Introduzione di polizze obbligatorie in rapporto alla capacita' storica di chi guida!
I ciclisti negli ospedali aumentano sempre piu', come i costi ospedalieri e lutti!
Pianificare coordinando preventivamente, tutte le casistiche dei sinistri nel loro complesso.
Le giunte comunali non sono e si sentono direttamente coinvolti in queste problematiche, costi anche legali e ritorni elettorali.

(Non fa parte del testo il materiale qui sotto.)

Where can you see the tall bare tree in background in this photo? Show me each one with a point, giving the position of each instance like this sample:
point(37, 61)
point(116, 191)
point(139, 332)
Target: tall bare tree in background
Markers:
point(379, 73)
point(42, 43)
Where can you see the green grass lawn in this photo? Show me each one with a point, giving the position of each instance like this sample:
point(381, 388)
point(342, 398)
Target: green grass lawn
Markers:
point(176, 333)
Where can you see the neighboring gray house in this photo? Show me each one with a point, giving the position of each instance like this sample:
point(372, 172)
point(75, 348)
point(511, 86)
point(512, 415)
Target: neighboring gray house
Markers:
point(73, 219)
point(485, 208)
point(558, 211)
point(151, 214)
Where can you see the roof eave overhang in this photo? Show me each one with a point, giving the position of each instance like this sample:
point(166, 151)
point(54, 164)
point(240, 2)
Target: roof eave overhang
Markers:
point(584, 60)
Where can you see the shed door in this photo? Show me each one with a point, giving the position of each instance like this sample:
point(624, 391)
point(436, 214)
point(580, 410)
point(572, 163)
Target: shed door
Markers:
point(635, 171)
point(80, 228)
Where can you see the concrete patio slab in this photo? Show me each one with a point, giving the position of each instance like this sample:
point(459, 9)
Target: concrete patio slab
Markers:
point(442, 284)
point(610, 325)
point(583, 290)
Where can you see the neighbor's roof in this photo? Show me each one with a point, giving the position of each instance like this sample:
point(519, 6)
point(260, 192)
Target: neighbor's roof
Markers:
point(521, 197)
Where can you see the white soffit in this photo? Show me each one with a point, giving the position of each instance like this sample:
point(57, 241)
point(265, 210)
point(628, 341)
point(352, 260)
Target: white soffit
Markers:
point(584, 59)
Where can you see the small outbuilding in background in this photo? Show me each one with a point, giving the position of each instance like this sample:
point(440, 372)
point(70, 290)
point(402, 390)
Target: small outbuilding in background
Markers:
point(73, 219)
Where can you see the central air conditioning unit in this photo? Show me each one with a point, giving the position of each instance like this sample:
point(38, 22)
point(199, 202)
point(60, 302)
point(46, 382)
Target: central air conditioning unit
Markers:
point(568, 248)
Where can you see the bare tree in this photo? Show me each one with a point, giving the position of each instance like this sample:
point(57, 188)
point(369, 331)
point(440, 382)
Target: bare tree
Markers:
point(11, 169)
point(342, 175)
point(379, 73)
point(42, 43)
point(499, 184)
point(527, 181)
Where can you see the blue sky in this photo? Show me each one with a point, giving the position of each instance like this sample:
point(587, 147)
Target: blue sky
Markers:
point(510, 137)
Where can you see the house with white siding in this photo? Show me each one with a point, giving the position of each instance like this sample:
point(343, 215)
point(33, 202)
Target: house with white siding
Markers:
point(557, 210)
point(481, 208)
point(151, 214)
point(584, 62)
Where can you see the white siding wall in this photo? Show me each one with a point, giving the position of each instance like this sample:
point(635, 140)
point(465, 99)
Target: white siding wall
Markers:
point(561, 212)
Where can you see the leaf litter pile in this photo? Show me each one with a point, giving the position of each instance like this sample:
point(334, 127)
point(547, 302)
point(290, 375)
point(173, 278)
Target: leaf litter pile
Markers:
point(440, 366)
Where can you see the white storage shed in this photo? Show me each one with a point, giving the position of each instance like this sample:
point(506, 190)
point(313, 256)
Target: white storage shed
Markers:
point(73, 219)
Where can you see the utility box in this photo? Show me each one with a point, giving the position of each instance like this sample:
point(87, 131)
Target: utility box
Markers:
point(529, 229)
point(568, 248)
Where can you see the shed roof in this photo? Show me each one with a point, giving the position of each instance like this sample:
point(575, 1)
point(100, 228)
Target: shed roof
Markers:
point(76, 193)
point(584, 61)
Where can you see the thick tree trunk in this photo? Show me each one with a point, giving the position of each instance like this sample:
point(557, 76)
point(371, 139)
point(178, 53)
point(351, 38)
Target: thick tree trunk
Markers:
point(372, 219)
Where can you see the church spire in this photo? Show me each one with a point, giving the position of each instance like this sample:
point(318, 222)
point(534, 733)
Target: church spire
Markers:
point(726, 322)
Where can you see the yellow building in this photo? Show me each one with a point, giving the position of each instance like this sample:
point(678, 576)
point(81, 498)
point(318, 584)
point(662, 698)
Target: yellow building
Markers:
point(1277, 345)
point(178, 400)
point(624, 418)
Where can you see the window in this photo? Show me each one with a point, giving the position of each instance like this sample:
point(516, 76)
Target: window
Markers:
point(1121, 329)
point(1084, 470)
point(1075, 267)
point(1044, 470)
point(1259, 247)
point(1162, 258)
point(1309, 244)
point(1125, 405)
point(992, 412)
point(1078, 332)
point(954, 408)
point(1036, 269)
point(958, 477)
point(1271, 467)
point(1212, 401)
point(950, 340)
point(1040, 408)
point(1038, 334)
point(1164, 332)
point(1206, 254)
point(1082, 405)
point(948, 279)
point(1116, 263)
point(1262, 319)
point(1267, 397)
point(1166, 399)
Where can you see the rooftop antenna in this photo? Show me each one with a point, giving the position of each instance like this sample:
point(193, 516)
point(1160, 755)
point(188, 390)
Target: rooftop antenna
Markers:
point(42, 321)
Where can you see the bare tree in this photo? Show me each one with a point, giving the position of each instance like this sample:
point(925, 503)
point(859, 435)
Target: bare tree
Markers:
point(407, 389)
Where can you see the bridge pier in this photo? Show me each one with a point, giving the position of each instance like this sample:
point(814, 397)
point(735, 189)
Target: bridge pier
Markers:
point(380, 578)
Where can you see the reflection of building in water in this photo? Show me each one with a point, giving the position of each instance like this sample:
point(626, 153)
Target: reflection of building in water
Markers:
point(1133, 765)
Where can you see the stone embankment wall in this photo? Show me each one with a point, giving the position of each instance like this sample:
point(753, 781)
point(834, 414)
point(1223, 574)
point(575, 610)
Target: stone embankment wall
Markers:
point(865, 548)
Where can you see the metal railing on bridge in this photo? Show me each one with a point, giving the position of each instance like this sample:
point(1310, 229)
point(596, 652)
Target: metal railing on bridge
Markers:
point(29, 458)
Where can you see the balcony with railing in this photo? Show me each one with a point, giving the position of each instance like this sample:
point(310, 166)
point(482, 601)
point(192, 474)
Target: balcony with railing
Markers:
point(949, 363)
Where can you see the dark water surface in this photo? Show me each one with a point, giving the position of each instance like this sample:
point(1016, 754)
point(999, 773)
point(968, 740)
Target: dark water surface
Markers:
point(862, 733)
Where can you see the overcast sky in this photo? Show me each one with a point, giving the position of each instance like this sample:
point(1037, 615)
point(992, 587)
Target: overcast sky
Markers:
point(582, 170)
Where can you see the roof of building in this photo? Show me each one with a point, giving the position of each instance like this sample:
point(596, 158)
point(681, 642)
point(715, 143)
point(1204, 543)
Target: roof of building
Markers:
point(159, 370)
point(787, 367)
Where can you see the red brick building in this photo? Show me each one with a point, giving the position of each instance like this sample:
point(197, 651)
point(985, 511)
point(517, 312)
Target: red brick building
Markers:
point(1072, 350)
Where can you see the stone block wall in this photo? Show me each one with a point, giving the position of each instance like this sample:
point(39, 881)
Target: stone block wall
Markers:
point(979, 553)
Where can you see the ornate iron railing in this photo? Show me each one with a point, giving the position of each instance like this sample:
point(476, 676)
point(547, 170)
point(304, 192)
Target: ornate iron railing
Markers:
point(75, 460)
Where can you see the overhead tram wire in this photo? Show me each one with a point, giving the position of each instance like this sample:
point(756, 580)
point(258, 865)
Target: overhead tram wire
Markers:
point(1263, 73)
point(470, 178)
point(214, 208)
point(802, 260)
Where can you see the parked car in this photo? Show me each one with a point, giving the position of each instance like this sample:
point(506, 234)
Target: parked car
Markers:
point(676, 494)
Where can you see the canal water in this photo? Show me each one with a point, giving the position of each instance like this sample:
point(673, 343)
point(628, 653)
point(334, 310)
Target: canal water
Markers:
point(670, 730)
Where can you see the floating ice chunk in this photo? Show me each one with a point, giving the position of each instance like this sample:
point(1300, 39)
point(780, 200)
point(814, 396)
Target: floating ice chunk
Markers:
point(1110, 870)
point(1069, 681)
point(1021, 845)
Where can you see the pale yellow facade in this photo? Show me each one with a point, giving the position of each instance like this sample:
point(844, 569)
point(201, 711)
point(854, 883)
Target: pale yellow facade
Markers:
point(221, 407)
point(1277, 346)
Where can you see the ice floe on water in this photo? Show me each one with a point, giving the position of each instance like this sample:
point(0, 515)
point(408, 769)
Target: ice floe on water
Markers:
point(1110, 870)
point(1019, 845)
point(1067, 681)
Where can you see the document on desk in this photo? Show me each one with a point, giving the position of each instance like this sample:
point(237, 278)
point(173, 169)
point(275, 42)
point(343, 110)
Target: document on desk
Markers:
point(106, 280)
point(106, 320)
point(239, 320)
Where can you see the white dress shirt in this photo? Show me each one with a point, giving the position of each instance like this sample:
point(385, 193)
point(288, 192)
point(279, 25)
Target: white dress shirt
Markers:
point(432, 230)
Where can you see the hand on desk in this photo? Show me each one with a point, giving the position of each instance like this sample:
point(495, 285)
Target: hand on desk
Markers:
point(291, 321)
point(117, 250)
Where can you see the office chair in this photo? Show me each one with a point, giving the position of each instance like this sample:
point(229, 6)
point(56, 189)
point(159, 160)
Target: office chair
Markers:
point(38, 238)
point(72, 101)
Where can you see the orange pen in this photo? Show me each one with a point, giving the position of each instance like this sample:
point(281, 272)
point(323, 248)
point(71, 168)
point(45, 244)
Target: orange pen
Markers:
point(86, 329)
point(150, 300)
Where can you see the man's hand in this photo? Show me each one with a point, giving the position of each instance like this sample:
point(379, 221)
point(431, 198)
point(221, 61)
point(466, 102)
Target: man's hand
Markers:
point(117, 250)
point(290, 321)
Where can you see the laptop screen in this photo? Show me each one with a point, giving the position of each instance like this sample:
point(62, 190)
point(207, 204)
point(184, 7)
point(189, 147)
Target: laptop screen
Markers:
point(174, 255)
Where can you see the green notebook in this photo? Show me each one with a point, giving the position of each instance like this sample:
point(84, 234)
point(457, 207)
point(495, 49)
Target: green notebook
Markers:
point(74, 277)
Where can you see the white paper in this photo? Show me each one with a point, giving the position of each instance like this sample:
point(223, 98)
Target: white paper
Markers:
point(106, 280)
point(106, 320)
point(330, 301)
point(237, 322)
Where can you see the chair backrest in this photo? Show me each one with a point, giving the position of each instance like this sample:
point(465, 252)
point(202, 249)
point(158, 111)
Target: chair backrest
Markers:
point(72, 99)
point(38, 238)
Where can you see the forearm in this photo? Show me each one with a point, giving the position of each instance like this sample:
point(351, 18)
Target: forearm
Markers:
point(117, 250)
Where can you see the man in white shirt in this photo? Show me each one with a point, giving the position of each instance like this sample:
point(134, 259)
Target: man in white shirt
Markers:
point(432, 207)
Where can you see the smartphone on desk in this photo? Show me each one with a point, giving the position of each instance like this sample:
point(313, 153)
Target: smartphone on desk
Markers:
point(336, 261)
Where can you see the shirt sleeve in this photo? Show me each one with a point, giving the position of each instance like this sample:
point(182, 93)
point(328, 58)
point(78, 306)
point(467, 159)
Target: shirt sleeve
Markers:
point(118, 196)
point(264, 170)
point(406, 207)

L'obbligo dell RC di guida sulle patenti, tutt'uno al tesserino fiscale e sanitario elettronico a spese e gestione delle Sigg.re Compagnie assicurative con Isvass che, traccia la storicita' del guidatore, (km, multe, sinistri, infortuni subiti e infortuni e morti procurate, manutenzioni ordinarie e straordinarie effettuate e mancanti, officine che hanno provveduto, quando e come, estremi ed origini delle polizze emesse, casellario giudiziario) in un'unica banca dati e' auspicabile! Non sono gli autoveicoli che da soli producono danni, invalidanze e lutti ma, chi li usa, li vende, li assicura e li fa circolare ! Siamo ancora ai sensori di parcheggio, ai navigatori con elusori dei fotored, tutor, telecamere ! E' una vergogna civile! Ne gioveremmo felicemente e affettivamente tutti ! Non Vi pare?
nicola costa
20 gennaio 2019 alle ore 17:53fermare più i pirati della strada che i guardarail. Quelli ci vorrebbero i kalshickov
zato nero
22 gennaio 2019 alle ore 09:55Magari costruiti con plastica e gomma riciclata
così si comincia a costruire l'industria del riciclo spinto
Paolo Cona
11 maggio 2019 alle ore 15:29Purtroppo la morte non ha recupero di sorta. Ma un ferito grave o gravissimo alla comunità costa tantissimo. Perciò introdurrei i DSM su gran parte se non su tutte le strade italiane. Anche i genitori e gli studenti dovrebbero essere coinvolti in questo sacrosanto diritto a cadere senza sbattere su guardrail killer e morire a 15 o 16 anni. Auspico il coinvolgimento del MIUR da parte del Movimento e dei portavoce e di tutti gli eletti che possono in tal senso dare voce a queste richieste.